Toussaint-Louverture, grâce aux renforts venus de métropole, parvient à prendre le contrôle de l’île et à repousser les Espagnols et les Anglais qui avaient profité des troubles pour s’installer dans des parties de Saint-Domingue. Paris le nomme gouverneur de la colonie de Saint-Domingue. En 1798, les envoyés de la métropole constatent que les troupes n’obéissent qu’à Toussaint-Louverture, ce qui les amène à retourner en métropole. En 1800 éclate la « guerre des couteaux ». Aidé de ses adjoints Henri Christophe (un affranchi) et Jean-Jacques Dessalines (juridiquement esclave jusqu’à l’abolition de l’esclavage), Toussaint-Louverture bat les troupes mulâtres menées par le général Rigaud et qui continuaient à contester son autorité. En janvier 1801, il chasse les Espagnols de la partie orientale de l’île d’Hispaniola, alors réunie sous son pouvoir. En juillet de la même année, il fait adopter une Constitution autonomiste qui lui donne par ailleurs les pleins pouvoirs sur l’île.
Napoléon Bonaparte cherche à reconquérir l’île
Bonaparte, qui dirige la France depuis 1799, n’accepte pas la situation face à laquelle Toussaint-Louverture le met. Il décide alors, appuyé en cela par les milieux coloniaux mais également par les dirigeants mulâtres défaits par Toussaint-Louverture lors de la « guerre des couteaux », de reconquérir l’île. Une expédition de 30.000 personnes vogue en bateaux vers Saint-Domingue. Cette opération de reconquête connue comme « l’expédition de Saint-Domingue » est dirigée par le général Charles Leclerc. Face à la puissance de l’armée française, les insurgés haïtiens sont défaits au bout de quelques mois. Toussaint-Louverture doit se rendre en mai 1802 aux autorités françaises, qui l’exileront en France malgré les promesses faites lors de sa reddition. Emprisonné au Fort de Joux (Jura), Toussaint-Louverture mourra le 7 avril 1803, sans avoir connu la fin de la révolution haïtienne dont il était pourtant certain de l’issue victorieuse.
La France doit quitter l’île, Haïti devient indépendante
Mais deux raisons vont à nouveau retourner la situation :
– Désormais dirigée par le cruel général Rochambeau, l’armée française se livre à de sanglantes exactions.

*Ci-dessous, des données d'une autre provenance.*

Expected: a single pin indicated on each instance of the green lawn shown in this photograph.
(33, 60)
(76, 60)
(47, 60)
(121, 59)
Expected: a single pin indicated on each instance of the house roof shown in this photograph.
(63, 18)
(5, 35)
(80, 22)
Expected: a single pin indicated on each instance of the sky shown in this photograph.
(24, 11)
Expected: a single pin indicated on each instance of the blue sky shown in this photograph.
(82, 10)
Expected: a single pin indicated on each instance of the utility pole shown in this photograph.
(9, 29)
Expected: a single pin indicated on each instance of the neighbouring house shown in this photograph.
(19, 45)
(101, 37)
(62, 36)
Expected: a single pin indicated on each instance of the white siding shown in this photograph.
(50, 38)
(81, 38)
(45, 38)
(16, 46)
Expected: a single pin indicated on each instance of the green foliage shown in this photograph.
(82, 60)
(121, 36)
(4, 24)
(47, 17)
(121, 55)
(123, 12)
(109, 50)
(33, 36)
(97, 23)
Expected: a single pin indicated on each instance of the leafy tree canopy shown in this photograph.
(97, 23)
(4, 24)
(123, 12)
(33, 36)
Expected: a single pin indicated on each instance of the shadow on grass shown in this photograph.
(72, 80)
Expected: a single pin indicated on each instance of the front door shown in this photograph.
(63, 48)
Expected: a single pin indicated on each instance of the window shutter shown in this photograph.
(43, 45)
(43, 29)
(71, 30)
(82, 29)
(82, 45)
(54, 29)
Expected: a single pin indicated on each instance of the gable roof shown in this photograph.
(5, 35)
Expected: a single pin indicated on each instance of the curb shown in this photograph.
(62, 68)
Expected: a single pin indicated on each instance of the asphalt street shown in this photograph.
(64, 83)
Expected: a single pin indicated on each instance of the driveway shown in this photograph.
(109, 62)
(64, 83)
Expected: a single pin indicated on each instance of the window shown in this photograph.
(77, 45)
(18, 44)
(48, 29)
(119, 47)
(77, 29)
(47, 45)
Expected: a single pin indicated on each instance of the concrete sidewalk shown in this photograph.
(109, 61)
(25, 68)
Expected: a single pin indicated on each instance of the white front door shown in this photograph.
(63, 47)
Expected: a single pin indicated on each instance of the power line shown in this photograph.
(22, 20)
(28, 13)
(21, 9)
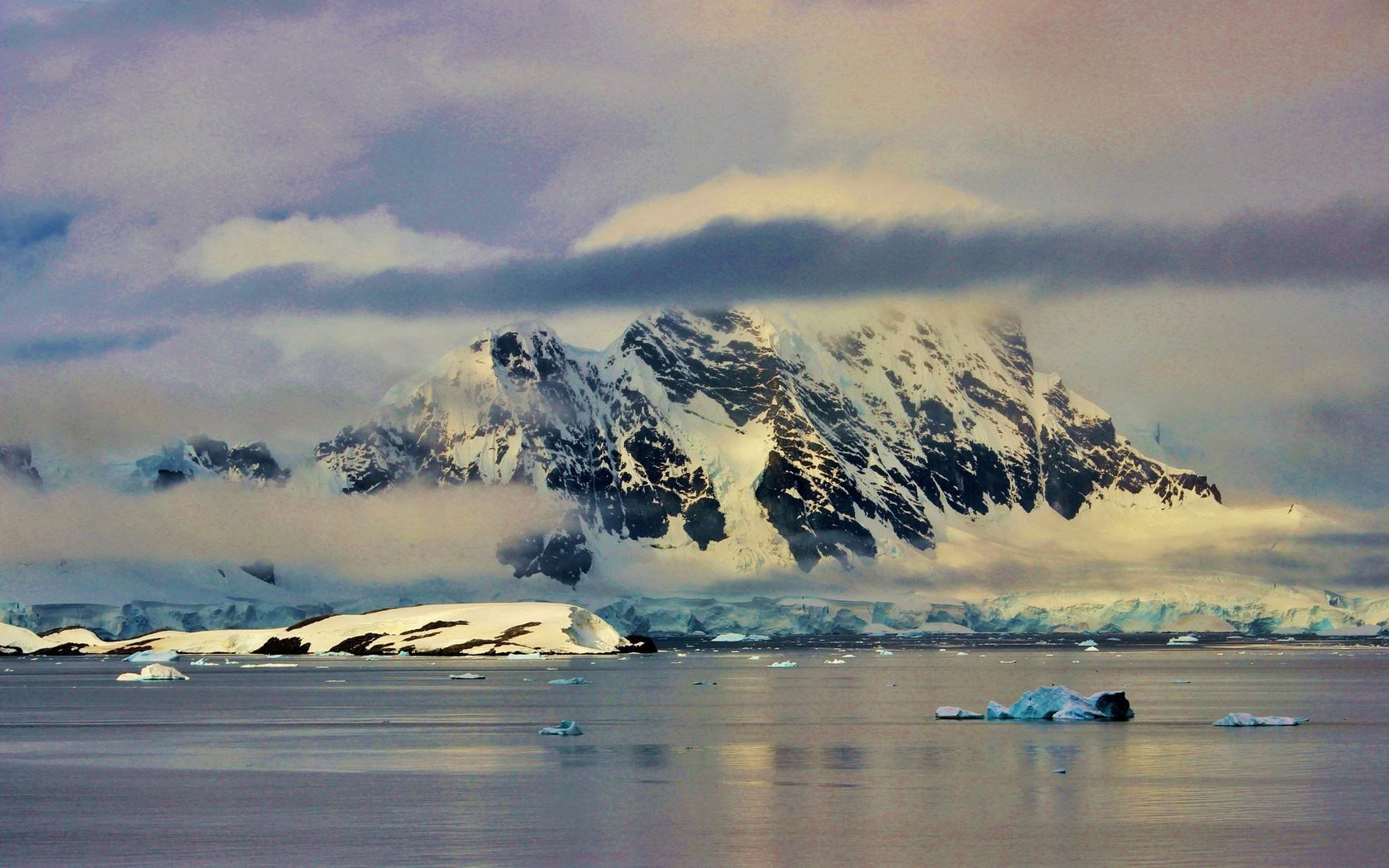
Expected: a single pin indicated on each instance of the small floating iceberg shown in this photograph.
(1242, 718)
(151, 657)
(566, 728)
(156, 671)
(1057, 703)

– Les anciens esclaves noirs et les mulâtres prennent conscience que le vrai objectif de l’expédition est le rétablissement de l’esclavage (qui est d’ailleurs rétabli en Guadeloupe à l’automne 1802).
Alors que le camp de Toussaint-Louverture s’était divisé (Dessalines s’était rallié à la France au début 1802 après avoir été défait par l’armée de Leclerc, et avait même participé à l’arrestation de Toussaint-Louverture) et que celui des mulâtres (Pétion, Boyer) était revenu à Saint-Domingue en appui de l’armée française, ces deux camps se coalisent et se révoltent contre la France. Dessalines devient le commandant des insurgés. Le 18 novembre 1803, l’armée française est défaite à Vertières et Rochambeau doit capituler dans la foulée. C’est la fin de l’expédition de Saint-Domingue, dont le bilan humain est très lourd.
Le 1er janvier 1804, la colonie de Saint-Domingue n’est plus. Elle fait place à un nouvel Etat : Haïti (du nom utilisé par les Arawaks pour désigner leur île : Ayiti). Dessalines se proclame gouverneur (puis empereur) et fait massacrer l’essentiel de la population blanche dans les mois qui suivent (environ 5000 victimes), de peur qu’elles n’appellent des puissances étrangères à venir briser la République naissante. La France reconnaîtra l’indépendance d’Haïti en 1825 par la voix du roi Charles X. Le nouveau pays devra en contrepartie payer une indemnité de 90 millions de francs or, qui sera intégralement payée entre 1825 et 1883.